The amount of digital video content available is growing daily, on sites such as YouTube. Recent statistics on the YouTube website show that around 48 hours of video are uploaded every minute. This massive data production calls for automatic analysis.
In this talk we present some recent results for action recognition in videos. Bag-of-features have shown very good performance for action recognition in videos. We briefly review the underlying principles and introduce trajectory-based video features, which have shown to outperform the state of the art. These trajectory features are obtained by dense point sampling and tracking based on displacement information from a dense optical flow field. Trajectory descriptors are obtained with motion boundary histograms, which are robust to camera motion. We, then, show how to integrate temporal structure into a bag-of-features based on an actom sequence model. Action sequence models localize actions based on sequences of atomic actions, i.e., represent the temporal structure by sequences of histograms of actom-anchored visual features. This representation is flexible, sparse and discriminative. The resulting actom sequence model is shown to significantly improve performance over existing methods for temporal action localization.

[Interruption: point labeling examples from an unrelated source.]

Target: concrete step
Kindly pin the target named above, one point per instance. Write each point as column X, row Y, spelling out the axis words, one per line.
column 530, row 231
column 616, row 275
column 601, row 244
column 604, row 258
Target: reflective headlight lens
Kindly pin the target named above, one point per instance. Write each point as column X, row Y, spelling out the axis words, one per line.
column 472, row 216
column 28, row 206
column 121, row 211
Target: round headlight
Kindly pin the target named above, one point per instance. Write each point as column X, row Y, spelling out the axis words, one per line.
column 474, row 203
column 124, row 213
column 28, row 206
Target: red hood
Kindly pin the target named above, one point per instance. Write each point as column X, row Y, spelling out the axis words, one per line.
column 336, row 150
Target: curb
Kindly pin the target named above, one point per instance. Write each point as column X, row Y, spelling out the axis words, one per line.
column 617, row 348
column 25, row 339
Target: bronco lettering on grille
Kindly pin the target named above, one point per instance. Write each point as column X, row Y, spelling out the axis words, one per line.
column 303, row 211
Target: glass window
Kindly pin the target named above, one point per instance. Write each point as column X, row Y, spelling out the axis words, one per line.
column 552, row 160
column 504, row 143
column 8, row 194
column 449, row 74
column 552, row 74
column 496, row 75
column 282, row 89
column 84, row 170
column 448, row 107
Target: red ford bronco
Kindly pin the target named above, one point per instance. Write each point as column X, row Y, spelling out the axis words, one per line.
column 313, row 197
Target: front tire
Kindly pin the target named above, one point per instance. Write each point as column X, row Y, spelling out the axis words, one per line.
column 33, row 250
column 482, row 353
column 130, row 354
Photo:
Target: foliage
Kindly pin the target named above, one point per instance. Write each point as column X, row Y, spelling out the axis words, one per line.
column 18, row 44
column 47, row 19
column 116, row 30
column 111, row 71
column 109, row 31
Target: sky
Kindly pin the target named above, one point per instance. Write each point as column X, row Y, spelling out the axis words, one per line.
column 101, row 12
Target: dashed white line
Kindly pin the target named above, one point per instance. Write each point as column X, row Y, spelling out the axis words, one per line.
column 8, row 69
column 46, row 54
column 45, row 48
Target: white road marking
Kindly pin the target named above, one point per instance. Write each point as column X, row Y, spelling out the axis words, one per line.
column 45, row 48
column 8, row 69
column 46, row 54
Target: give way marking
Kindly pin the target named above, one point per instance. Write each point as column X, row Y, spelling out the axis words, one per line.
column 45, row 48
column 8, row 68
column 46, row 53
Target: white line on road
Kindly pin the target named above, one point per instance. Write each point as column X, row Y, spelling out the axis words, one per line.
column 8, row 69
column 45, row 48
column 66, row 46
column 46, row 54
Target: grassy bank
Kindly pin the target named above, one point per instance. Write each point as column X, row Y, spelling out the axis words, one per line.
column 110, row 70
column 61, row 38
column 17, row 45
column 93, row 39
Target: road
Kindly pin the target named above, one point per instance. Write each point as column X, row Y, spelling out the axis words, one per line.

Finally, we show how to move towards more structured representations by explicitly modeling human-object interactions. We learn how to represent human actions as interactions between persons and objects. We localize in space and track over time both the object and the person, and represent an action as the trajectory of the object with respect to the person position, i.e., our human-object interaction features capture the relative trajectory of the object with respect to the human. This is joint work with A Gaidon, V. Ferrari, Z. Harchaoui, A. Klaeser, A. Prest, H. Wang.